Avlon: Time for Pelosi to Step Down
At the Daily Beast, John Avlon writes:
It’s time to look at Pelosi without tears. She was always an awkward choice to be party leader because she embodies the elite “San Francisco Democrat” stereotype that Republicans have been successfully running against for more than a generation.
Even in the wake of the triumphant 2006 Democratic sweep of Congress, the Gallup poll found that only 34 percent of independent voters, and 39 percent of centrists had a positive impression of Pelosi—and this under-water number was a high point.
In August of 2008—at the height of Obama-mania—Pelosi sold just 2,737 copies of her book Know Your Power in its first week of release (by comparison, George W. Bush sold 220,000 books in its first day).
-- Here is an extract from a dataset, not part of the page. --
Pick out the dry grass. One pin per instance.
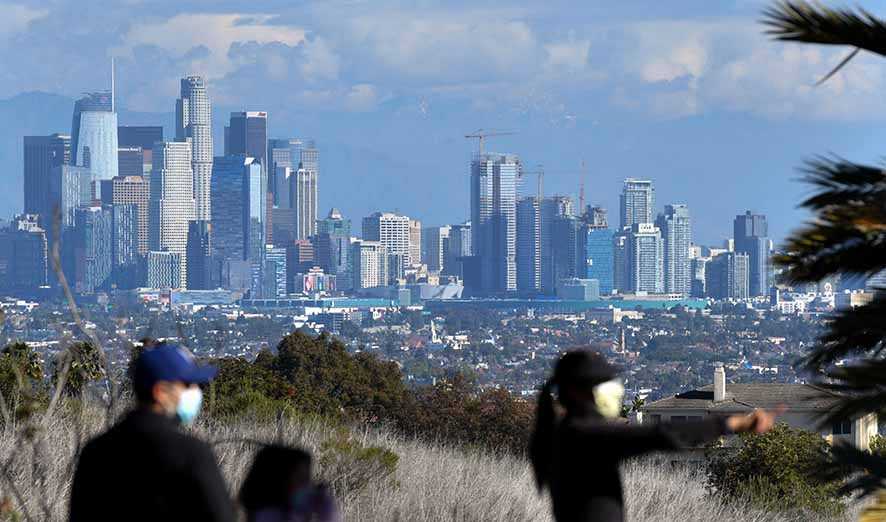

Upon achieving unified control of Washington that fall, Pelosi led congressional Democrats to misinterpret the 2008 elections as an ideological mandate and proceeded to over-reach, provoking this year’s broad backlash.
Before the midterms, Pelosi’s favorability among independent voters was down to 21 percent. Rasmussen measured Pelosi’s polarization by finding that only 16 percent of Americans have a “very favorable” rating of her while 52 percent have a “very unfavorably rating”—she is broadly and deeply unpopular, with a narrow base of support.
Pelosi was a national negative factor in this year’s campaign—the GOP ran an astounding 161,203 ads attacking her in 2010, costing an estimated $65 million, according to a new study commissioned by CNN. This isn’t a sign that Republicans are “scared” of Nancy Pelosi, as some might try to spin—it’s evidence that the GOP wants to run against her. It’s worth considering that the most anti-Pelosi ads ran in the purple state of Pennsylvania, where five House Democrats went down to defeat. She has a demonstrated capacity to alienate the swing voters who decide elections.
All this is suicide for a party that wants to regain the majority and help re-elect its president.